We believe that evidence of reasonable availability was totally lacking in this case and that there is no support for the finding of the administrative law judge. As indicated by the concurrence in Dye, supra, and by Justice Struckmeyer in Dean, supra, determination of the injured worker’s ability to sell his services in a competitive, open market requires specific evidence — not abstractions or assumptions — regarding the number of positions available, the competition for those positions, the regularity and permanency of the positions, and, “possibly most importantly,” the likelihood of the prospective employer giving the injured applicant as much consideration as those who are not handicapped or who have not experienced industrial injury. We recognize that when opportunity is narrow, the impaired or injured worker is often the last to be hired and the first to be fired. Jordan v. Decorative Co., 230 N.Y. 522, 525, 130 N.E. 634, 635-36 (1921). Evidence on this problem is also to be considered. Dean v. Industrial Commission, supra; Ossic v. Verde Central Mines, 46 Ariz. 176, 49 P.2d 396 (1935). After considering all these factors, if the finder of fact can conclude that there is a reasonable probability[4] that the injured worker can find suitable employment on a regular basis, then and only then may it be found that such employment is “reasonably available.” See also Larson, supra, § 57.51, at 10-164.49.
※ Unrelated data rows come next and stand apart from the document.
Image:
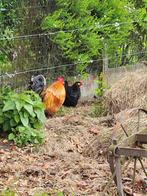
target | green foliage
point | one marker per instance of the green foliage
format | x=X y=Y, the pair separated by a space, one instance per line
x=86 y=28
x=102 y=85
x=22 y=116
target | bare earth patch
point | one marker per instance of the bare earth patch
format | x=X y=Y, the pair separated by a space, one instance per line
x=73 y=158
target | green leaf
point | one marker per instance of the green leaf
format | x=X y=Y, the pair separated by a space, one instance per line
x=40 y=115
x=1 y=119
x=29 y=108
x=9 y=105
x=6 y=125
x=16 y=118
x=18 y=105
x=11 y=136
x=12 y=123
x=24 y=119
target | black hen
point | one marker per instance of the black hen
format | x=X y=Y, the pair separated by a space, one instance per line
x=73 y=94
x=37 y=83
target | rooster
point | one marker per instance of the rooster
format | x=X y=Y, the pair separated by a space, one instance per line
x=73 y=93
x=53 y=96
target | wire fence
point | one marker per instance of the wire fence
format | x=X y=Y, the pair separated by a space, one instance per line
x=30 y=52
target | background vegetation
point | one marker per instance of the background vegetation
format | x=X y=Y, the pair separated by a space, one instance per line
x=74 y=32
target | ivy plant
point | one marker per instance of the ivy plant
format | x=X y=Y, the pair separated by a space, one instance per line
x=22 y=116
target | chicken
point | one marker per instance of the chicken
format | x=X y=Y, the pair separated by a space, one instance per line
x=37 y=84
x=53 y=96
x=73 y=93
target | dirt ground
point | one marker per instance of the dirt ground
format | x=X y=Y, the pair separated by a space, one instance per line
x=73 y=159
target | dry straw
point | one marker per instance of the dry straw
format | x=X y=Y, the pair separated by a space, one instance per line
x=129 y=92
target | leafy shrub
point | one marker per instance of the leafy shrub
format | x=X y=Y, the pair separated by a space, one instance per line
x=22 y=116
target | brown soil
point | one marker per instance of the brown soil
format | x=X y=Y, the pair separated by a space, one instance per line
x=73 y=158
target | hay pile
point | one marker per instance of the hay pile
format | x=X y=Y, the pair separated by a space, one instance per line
x=129 y=92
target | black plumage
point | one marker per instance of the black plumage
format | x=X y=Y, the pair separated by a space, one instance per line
x=73 y=93
x=37 y=83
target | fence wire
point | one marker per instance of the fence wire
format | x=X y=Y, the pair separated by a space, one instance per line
x=31 y=52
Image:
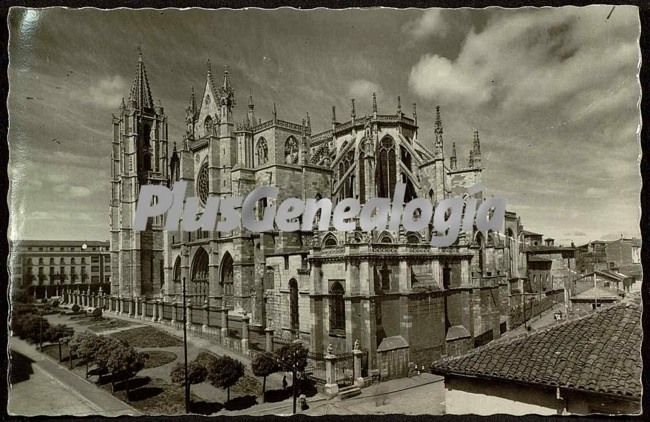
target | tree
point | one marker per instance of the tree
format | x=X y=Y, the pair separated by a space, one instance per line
x=91 y=348
x=19 y=295
x=224 y=372
x=263 y=365
x=293 y=357
x=57 y=333
x=196 y=373
x=29 y=326
x=124 y=362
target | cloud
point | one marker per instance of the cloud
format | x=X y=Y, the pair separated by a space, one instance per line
x=106 y=93
x=362 y=88
x=530 y=59
x=432 y=22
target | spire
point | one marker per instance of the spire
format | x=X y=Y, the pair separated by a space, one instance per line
x=438 y=127
x=415 y=113
x=193 y=101
x=251 y=110
x=226 y=92
x=226 y=79
x=438 y=144
x=140 y=95
x=452 y=159
x=475 y=153
x=477 y=143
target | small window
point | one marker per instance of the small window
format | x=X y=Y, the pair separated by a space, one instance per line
x=337 y=308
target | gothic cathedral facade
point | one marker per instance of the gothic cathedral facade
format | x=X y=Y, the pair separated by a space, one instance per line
x=380 y=288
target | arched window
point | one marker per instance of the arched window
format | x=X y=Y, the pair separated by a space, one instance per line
x=200 y=265
x=330 y=242
x=362 y=175
x=347 y=188
x=291 y=150
x=412 y=238
x=405 y=156
x=226 y=280
x=481 y=245
x=386 y=172
x=202 y=183
x=177 y=270
x=385 y=238
x=262 y=152
x=293 y=304
x=207 y=124
x=337 y=307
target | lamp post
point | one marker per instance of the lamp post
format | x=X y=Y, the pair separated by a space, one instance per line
x=187 y=384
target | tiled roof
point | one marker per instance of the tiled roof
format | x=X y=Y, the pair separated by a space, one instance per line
x=534 y=258
x=599 y=353
x=597 y=293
In the case at bench, there was no evidence that Catholic Community Services would or could consider an applicant with claimant’s serious limitations on a competitive basis with other applicants not so limited. Even if we were to assume — and we should not — that a charitable organization would place claimant on an equal footing with the other applicants, we would be left with applicant having one chance in eleven of getting thi single job. We do not believe that this fulfills the test of “probable dependability” of selling one’s services in a competitive market. Dye, 23 Ariz. App. at 72, 530 P.2d at 918.

We hold, therefore, that the finding that other employment was “reasonably available” for claimant is unsupported by the record Dean v. Industrial Commission, supra; Dye v. Industrial Commission, supra. The two-part requirement or test of Germany v. Industrial Commission, supra, was not satisfied. Accordingly, the opinion of the court of appeals is vacated, the award of the Commission is set aside, and the cause is remanded.
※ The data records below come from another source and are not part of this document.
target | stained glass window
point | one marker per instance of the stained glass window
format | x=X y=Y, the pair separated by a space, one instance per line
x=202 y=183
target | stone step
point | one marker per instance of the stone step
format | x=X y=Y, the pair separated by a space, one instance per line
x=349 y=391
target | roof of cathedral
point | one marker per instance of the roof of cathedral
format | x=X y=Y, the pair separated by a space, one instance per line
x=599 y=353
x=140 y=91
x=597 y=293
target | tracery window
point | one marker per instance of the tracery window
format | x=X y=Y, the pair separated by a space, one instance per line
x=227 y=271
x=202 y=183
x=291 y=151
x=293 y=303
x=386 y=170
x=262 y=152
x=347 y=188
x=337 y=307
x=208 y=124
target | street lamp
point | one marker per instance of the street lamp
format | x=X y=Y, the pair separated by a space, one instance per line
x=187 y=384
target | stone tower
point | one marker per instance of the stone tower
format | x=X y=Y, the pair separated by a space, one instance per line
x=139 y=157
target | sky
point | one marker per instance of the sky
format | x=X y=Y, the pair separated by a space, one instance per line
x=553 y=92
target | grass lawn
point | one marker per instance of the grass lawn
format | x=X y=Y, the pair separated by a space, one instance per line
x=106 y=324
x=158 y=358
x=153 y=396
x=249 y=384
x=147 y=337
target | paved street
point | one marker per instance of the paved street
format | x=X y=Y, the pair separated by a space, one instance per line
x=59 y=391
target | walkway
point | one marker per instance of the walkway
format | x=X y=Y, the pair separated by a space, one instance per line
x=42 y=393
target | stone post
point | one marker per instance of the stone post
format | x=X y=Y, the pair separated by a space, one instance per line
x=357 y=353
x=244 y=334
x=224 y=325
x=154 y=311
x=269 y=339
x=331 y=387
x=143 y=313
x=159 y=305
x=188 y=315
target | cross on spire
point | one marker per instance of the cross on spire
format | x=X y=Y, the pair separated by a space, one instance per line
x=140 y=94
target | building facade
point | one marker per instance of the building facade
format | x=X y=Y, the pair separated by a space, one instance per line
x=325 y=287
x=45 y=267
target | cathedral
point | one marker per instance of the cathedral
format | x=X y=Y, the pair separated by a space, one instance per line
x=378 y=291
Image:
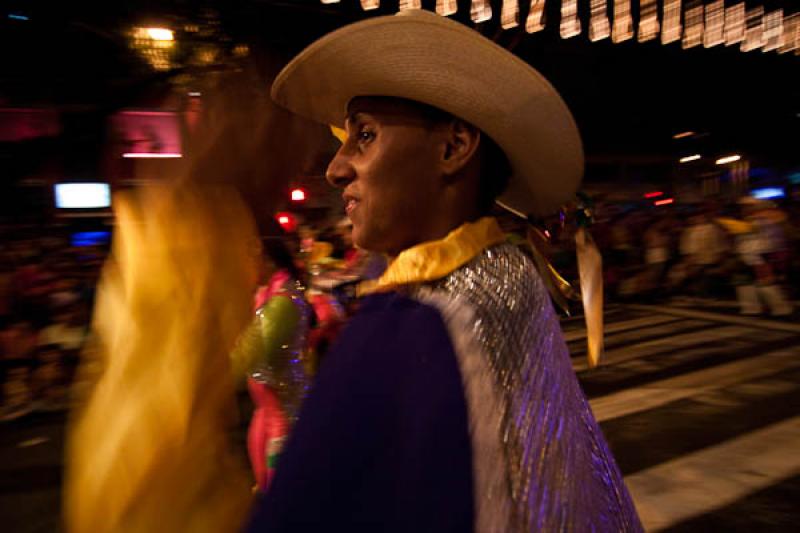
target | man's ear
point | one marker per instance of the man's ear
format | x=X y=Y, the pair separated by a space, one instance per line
x=461 y=144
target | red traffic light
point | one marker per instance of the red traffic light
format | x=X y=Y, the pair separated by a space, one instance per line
x=287 y=221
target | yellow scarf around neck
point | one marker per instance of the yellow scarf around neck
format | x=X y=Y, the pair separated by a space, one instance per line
x=433 y=260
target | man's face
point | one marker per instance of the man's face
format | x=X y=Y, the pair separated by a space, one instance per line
x=389 y=170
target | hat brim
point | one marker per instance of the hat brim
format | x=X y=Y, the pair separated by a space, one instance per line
x=433 y=60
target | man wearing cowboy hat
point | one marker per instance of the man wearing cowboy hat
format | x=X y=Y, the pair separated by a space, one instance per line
x=449 y=402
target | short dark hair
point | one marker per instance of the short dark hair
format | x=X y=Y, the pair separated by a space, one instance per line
x=495 y=167
x=495 y=173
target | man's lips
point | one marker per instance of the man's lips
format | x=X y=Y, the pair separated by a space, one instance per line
x=350 y=203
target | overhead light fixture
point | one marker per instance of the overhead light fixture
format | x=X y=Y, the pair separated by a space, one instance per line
x=159 y=34
x=151 y=155
x=728 y=159
x=768 y=192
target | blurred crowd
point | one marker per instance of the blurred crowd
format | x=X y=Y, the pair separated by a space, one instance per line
x=747 y=252
x=47 y=289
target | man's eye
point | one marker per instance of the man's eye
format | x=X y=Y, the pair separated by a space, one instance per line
x=365 y=136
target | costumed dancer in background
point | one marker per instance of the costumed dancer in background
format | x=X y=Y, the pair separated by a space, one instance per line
x=149 y=448
x=449 y=402
x=273 y=354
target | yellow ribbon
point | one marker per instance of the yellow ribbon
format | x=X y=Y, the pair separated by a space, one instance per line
x=590 y=269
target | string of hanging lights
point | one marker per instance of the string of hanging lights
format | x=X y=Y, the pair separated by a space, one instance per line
x=691 y=22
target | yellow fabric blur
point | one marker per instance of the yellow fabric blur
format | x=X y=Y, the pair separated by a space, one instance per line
x=435 y=259
x=339 y=133
x=149 y=448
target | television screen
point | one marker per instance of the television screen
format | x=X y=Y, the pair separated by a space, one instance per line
x=90 y=238
x=82 y=195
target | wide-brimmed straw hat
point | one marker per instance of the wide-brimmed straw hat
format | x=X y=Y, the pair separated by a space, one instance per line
x=420 y=56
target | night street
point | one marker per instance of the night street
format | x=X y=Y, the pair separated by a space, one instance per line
x=703 y=416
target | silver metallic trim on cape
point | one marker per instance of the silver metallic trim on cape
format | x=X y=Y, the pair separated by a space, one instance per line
x=557 y=472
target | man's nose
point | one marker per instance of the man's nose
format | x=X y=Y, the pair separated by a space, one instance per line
x=340 y=172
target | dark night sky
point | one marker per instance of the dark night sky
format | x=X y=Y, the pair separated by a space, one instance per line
x=628 y=98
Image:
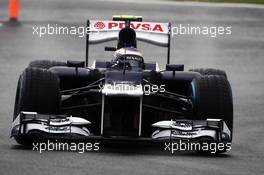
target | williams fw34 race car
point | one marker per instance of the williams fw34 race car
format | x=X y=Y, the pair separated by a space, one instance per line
x=123 y=98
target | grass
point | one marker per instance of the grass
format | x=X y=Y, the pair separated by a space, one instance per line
x=230 y=1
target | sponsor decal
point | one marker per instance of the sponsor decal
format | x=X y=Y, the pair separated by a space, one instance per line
x=99 y=25
x=116 y=25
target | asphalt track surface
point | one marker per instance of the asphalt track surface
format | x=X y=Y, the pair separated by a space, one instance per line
x=240 y=54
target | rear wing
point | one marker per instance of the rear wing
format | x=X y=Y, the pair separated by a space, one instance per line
x=101 y=31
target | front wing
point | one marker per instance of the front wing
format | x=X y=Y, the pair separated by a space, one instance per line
x=68 y=127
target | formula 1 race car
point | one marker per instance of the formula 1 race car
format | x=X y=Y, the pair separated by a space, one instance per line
x=123 y=98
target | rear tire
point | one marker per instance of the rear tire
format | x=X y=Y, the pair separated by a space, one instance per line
x=37 y=91
x=46 y=64
x=209 y=71
x=212 y=98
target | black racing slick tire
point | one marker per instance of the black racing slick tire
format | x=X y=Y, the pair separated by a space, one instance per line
x=37 y=91
x=46 y=64
x=209 y=71
x=212 y=98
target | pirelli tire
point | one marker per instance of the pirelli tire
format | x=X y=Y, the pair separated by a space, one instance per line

HOLOHAN, C.J., GORDON, V.C.J., and HAYS and CAMERON, JJ., concur.

[1] The phrase seems to have been coined by a judge of the King’s Bench:

“[T]here are cases in which the onus of shewing that suitable work can in fact be obtained does fall upon the employer who claims that the incapacity of the workman is only partial. If the accident has left the workman so injured that he is incapable of becoming an ordinary workman of average capacity in any well known branch of the labour market . . . I should say that if the accident leaves the workman’s labour in the position of an `odd lot’ in the labour market, the employer must shew that a customer can be found who will take it. . . .

Cardiff Corp. v. Hall [1911] 1 K.B. 1009, 1020-21, quoted in 2 A. Larson, Workmen’s Compensation Law § 57.51 at 10-164.50 (1982).

[2] The record does not indicate whether suitable allowances for claimant’s physical condition could or would be made at Catholic Community Services. For instance, claimant requires four half-hour rest periods each day. The record does not indicate whether such provisions would or could be made for claimant. Given the type of employer and its willingness to interview claimant despite his limitations, the administrative law judg may have been justified in inferring that allowance would be made for claimant’s limitations.
[3] Presumably “such jobs” means the “Counseling and Advocacy Coordinator” job with Catholic Community Services referred to in Finding No. 7. There was no testimony that such a position existed with other agencies or that it was a commonly found position.
[4] Justice Struckmeyer’s phrase in Dean, supra, was “[m]aterial evidence to show, with reasonable certainty, that a claimant could secure a position.” 113 Ariz. at 287, 551 P.2d at 556 (emphasis supplied).